Adapted from the best-selling book by Thomas Keneally and filmed in Poland with an emphasis on absolute authenticity, Spielberg's masterpiece ranks among the greatest films ever made about the Holocaust during World War II. It's a film about heroism with an unlikely hero at its center--Catholic war profiteer Oskar Schindler (Liam Neeson), who risked his life and went bankrupt to save more than 1,000 Jews from certain death in concentration camps. By employing Jews in his crockery factory manufacturing goods for the German army, Schindler ensures their survival against terrifying odds.

Rocky

The only remaining evidence that Sylvester Stallone might have had a respectable career, this 1976 Oscar winner (for Best Picture, Director, and Editing) is still the quintessential ode to an underdog and one of the best boxing movies ever made. After writing the script about a two-bit boxer who gets a "million-to-one shot" against the world heavyweight champion, Stallone insisted that he star in the title role, and his equally unknown status helped to catapult him (and this rousing film) to overnight success.

Rain Man

Rain Man is the kind of touching drama that Oscars are made for--and, sure enough, the film took Academy honors for best picture, director, screenplay, and actor (Dustin Hoffman) in 1988. Hoffman plays Raymond, an autistic savant whose late father has left him $3 million in a trust. This gets the attention of his materialistic younger brother, a hot-shot LA car dealer named Charlie (Tom Cruise) who wasn't even aware of Raymond's existence until he read his estranged father's will.

Platoon

Platoon put writer-turned-director Oliver Stone on the Hollywood map; it is still his most acclaimed and effective film, probably because it is based on Stone's firsthand experience as an American soldier in Vietnam. Chris (Charlie Sheen) is an infantryman whose loyalty is tested by two superior officers: Sergeant Elias (Willem Dafoe), a former hippie humanist who really cares about his men (this was a few years before he played Jesus in Martin Scorsese's The Last Temptation of Christ), and Sergeant Barnes (Tom Berenger), a moody, macho soldier who may have gone over to the dark side.
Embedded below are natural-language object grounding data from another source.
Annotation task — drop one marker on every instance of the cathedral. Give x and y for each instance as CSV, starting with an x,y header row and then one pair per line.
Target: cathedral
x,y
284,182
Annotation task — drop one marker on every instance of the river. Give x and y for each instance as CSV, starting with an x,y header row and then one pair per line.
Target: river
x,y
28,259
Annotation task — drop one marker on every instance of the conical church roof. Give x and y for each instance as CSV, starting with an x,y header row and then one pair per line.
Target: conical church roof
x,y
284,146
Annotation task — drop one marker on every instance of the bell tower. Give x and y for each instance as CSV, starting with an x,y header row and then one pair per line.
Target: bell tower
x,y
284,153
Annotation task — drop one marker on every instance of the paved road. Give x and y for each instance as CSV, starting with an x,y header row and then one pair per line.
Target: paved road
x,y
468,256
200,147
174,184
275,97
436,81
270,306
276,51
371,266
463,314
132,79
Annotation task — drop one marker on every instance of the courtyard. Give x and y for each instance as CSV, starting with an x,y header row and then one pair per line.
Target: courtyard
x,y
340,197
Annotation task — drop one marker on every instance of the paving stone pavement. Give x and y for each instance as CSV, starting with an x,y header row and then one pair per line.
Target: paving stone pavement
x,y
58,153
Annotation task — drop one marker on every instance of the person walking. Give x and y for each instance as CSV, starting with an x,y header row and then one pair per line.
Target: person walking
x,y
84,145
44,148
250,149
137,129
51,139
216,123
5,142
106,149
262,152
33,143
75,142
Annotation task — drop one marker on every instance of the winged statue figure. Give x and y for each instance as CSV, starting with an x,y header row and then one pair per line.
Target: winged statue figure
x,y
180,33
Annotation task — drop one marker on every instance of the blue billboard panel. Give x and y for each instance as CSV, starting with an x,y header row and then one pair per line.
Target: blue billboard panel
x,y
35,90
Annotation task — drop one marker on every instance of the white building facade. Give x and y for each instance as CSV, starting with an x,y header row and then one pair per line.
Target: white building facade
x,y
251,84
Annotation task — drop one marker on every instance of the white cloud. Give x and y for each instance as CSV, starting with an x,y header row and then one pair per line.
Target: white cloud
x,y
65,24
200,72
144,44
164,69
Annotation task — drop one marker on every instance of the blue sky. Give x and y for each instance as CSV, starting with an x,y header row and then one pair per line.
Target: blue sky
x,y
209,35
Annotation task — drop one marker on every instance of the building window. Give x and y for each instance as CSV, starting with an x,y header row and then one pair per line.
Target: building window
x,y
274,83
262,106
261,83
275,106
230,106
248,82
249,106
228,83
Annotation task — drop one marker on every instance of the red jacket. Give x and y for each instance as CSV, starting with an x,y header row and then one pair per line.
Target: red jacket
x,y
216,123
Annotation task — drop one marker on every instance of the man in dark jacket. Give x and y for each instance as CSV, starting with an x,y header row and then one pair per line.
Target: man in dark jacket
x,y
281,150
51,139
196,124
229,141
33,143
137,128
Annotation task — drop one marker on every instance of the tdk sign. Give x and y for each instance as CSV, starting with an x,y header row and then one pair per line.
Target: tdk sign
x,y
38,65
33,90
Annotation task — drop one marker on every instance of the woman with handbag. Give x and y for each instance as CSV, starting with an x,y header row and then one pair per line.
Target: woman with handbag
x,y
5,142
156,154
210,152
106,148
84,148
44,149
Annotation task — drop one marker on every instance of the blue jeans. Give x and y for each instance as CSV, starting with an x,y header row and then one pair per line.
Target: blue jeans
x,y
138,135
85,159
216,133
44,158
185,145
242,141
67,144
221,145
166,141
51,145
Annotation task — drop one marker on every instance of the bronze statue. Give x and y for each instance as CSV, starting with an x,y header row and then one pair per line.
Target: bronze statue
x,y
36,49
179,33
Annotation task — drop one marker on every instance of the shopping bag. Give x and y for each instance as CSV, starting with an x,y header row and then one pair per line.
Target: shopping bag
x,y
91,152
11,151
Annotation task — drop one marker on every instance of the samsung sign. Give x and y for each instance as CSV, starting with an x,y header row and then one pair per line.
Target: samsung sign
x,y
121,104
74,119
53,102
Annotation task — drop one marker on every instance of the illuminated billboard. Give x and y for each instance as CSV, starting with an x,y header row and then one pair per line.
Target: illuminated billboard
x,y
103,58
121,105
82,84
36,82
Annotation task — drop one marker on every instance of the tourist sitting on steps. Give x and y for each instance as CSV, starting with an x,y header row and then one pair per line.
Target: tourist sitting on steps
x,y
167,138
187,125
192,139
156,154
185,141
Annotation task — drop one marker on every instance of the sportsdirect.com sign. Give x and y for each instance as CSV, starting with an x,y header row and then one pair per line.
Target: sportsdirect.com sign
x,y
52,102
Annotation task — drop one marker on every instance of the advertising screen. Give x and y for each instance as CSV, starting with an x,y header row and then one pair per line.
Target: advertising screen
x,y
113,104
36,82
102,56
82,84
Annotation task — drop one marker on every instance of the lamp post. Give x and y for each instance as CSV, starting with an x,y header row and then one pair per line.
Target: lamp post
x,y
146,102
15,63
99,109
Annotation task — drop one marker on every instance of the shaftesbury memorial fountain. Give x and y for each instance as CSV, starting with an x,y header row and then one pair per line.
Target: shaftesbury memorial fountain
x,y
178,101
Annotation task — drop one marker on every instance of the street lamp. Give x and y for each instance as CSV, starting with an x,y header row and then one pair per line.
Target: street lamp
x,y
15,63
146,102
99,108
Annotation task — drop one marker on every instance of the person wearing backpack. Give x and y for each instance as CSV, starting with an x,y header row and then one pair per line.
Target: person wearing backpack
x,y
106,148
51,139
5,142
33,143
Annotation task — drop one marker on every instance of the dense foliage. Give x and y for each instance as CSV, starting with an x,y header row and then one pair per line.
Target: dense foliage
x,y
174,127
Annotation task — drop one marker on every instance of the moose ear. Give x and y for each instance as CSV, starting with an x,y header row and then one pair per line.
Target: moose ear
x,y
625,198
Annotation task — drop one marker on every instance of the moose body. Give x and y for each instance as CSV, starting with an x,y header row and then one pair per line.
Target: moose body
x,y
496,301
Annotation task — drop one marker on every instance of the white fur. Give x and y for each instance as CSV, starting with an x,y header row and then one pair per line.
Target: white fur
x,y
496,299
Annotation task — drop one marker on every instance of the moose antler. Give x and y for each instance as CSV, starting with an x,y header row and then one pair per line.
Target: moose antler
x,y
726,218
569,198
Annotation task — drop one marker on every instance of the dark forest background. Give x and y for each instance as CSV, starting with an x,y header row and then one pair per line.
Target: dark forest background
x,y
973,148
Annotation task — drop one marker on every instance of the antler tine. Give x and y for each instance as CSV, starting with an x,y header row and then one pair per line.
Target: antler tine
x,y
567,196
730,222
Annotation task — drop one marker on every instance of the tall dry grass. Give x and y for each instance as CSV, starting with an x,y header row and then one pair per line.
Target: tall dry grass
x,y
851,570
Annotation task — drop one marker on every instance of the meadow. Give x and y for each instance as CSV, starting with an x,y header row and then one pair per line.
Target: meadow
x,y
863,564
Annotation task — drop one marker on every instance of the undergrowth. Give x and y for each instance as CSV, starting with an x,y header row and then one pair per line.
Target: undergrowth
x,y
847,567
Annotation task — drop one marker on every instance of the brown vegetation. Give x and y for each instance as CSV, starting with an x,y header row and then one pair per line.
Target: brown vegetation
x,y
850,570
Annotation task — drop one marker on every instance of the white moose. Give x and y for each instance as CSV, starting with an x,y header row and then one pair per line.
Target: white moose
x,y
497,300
One Flew Over The Cuckoo's Nest

A free-thinking rebel goes hand-to-hand with a tough chief nurse and the bureaucratic mental hospital she represents. His inflammatory energy and lust for life transform the other patients and shake the system to its foundations. Winner of all five top Academy Awards: Best Picture, Director, Actor, Actress and Screenplay. Special Edition includes 48 minute documentary featuring actors, moviemakers and writer Ken Kesey recounting the history of the original novel to its Stage and Movie adaptations.

The Pianist

Winner of the prestigious Golden Palm award at the 2002 Cannes film festival, The Pianist is the film that Roman Polanski was born to direct. A childhood survivor of Nazi-occupied Poland, Polanski was uniquely suited to tell the story of Wladyslaw Szpilman, a Polish Jew and concert pianist (played by Adrien Brody) who witnessed the Nazi invasion of Warsaw, miraculously eluded the Nazi death camps, and survived throughout World War II by hiding among the ruins of the Warsaw ghetto.